Step-5: Set Side Gear into Position
Place the side gear in the pre-oiled recess with the toothed side up. The design of this fl at back surface is unique to the Traction-Lok differential. This completes the differential cover assembly process.
Case Halves Assembly Step by Step
Step-1: Gather all Components
I have found that it is best to place the cover assembly on the bench and carefully set the main differential housing on top of it. The grease on the main components side of the differential acts as an assembly aid to keep things together. Pay special attention to the three through holes on the main case because you need them to align with the small threaded holes on the cover. Here, these holes are on the same flange surface as the ring gear bolt holes (but have a larger diameter). You can see them at approximately 2, 7, and 10 o’clock.
Step-2: Bolt Differential Halves Together
Once you have the two halves together and the bolt holes line up, bolt them together. Use three countersunk headstyle bolts for this. Get all of the bolts started and then tighten them snugly in place.
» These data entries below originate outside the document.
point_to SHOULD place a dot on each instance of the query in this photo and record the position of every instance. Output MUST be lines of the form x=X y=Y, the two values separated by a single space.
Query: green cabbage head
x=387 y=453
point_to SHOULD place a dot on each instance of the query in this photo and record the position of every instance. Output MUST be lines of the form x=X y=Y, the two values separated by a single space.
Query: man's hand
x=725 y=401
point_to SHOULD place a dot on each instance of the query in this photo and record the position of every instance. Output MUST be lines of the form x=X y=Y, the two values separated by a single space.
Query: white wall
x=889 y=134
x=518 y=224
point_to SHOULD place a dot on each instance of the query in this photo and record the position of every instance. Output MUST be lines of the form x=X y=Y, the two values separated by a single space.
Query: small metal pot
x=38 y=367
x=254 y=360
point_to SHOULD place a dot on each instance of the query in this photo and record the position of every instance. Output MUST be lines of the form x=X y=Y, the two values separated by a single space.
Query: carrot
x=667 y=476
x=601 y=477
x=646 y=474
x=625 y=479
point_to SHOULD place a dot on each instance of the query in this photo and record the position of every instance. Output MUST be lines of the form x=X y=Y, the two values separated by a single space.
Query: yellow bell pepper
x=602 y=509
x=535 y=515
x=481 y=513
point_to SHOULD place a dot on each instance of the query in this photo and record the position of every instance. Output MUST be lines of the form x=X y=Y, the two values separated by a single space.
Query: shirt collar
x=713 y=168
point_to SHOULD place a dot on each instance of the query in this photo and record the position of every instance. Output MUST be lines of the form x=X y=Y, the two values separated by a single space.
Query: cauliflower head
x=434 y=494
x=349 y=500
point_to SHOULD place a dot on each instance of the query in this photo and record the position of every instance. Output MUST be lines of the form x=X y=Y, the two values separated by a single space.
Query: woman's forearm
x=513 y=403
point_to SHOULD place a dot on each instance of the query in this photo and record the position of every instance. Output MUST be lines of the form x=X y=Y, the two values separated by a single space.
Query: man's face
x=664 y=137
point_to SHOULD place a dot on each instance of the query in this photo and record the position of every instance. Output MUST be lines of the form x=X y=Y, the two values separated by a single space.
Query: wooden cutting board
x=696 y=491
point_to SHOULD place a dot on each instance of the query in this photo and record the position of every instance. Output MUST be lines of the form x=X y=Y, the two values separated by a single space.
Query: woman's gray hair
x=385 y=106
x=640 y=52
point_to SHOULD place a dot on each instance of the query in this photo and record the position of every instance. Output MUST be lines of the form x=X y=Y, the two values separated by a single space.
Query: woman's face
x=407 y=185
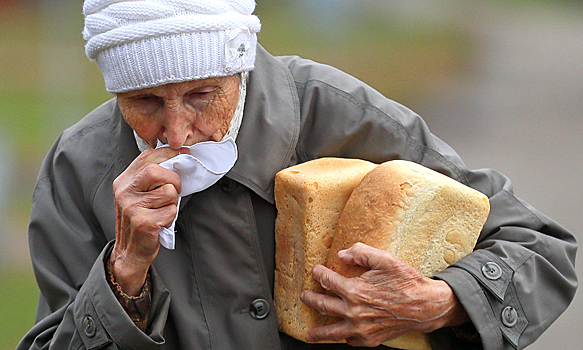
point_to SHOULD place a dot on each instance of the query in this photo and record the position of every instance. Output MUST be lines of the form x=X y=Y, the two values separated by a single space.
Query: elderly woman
x=185 y=157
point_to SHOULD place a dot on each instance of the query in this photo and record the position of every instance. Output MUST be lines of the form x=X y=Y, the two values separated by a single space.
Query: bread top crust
x=425 y=218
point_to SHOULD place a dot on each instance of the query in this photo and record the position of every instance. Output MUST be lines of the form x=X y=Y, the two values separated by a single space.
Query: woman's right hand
x=145 y=198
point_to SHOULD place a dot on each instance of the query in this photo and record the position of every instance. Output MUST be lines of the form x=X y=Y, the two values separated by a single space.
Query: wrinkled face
x=182 y=114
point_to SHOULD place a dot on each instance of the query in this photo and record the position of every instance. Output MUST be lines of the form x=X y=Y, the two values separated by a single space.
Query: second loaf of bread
x=426 y=219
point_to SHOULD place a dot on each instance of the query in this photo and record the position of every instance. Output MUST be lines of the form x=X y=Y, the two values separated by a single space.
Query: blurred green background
x=426 y=55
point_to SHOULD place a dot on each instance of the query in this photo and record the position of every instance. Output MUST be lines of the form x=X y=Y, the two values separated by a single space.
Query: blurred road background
x=501 y=81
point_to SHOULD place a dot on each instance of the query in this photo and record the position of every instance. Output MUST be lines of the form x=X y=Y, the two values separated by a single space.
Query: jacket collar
x=270 y=128
x=268 y=135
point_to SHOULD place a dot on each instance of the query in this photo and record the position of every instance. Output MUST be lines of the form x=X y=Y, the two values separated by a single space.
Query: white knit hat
x=145 y=43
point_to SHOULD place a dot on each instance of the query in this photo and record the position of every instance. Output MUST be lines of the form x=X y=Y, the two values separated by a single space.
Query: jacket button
x=509 y=316
x=89 y=326
x=492 y=271
x=259 y=309
x=227 y=184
Step-3: Press Case Halves Together
Since the clutch pack is preloaded, use a press to overcome that preload and press the two case halves together. While still in the press, tighten the three bolts securely. Using a press really makes this step simple as it can be easy to strip the Allen-head bolts depending on the amount of clutch pack preload.
Step-4: Check Preload
Check the preload torque and make adjustments to the shim as required. The nominal shim is .050 inch thick. This homemade tool (left) is made from an old socket along with steel straps and bolts. Depending on the application, the preload torque is between 100 and 250 ft-lbs for new plates. This is a wide range but the torque may fluctuate by as much as 40 ft-lbs. The tool is designed to straddle the bearing journal on the differential case (right) and allow you to rotate the differential case through the ring gear bolt holes. Use a torque wrench to check the preload (or break-away torque) of the clutch pack along with the torque required to keep the gear moving steadily. You want a running torque value of 75 ft-lbs for used plates and 155 to 195 ft-lbs for new plates. If it’s too tight, the tires skid during turn events and if it’s too loose, you may have the dreaded single-wheel peel before the gear-separating force comes into play.
Step-5: Align Side Gear and Inner Plate Carrier
Line up the side gear and inner plate carrier because these have separate splines. This photo shows the splines out of position, making it impossible to install the axle shaft later.
Step-6: Index Teeth for Alignment
This photo shows that I have indexed the unit to have the teeth perfectly in alignment. Although this is a very simple step, it’s often overlooked. Of course, if it is forgotten, you can just slightly rotate the axle shaft on the opposite side relative to the ring gear, but you must install the other axle shaft first. It is much easier to do it now. Also, if you forget about this, you may be tempted to draw in the axle shaft with the T-bolts, and that creates a huge problem.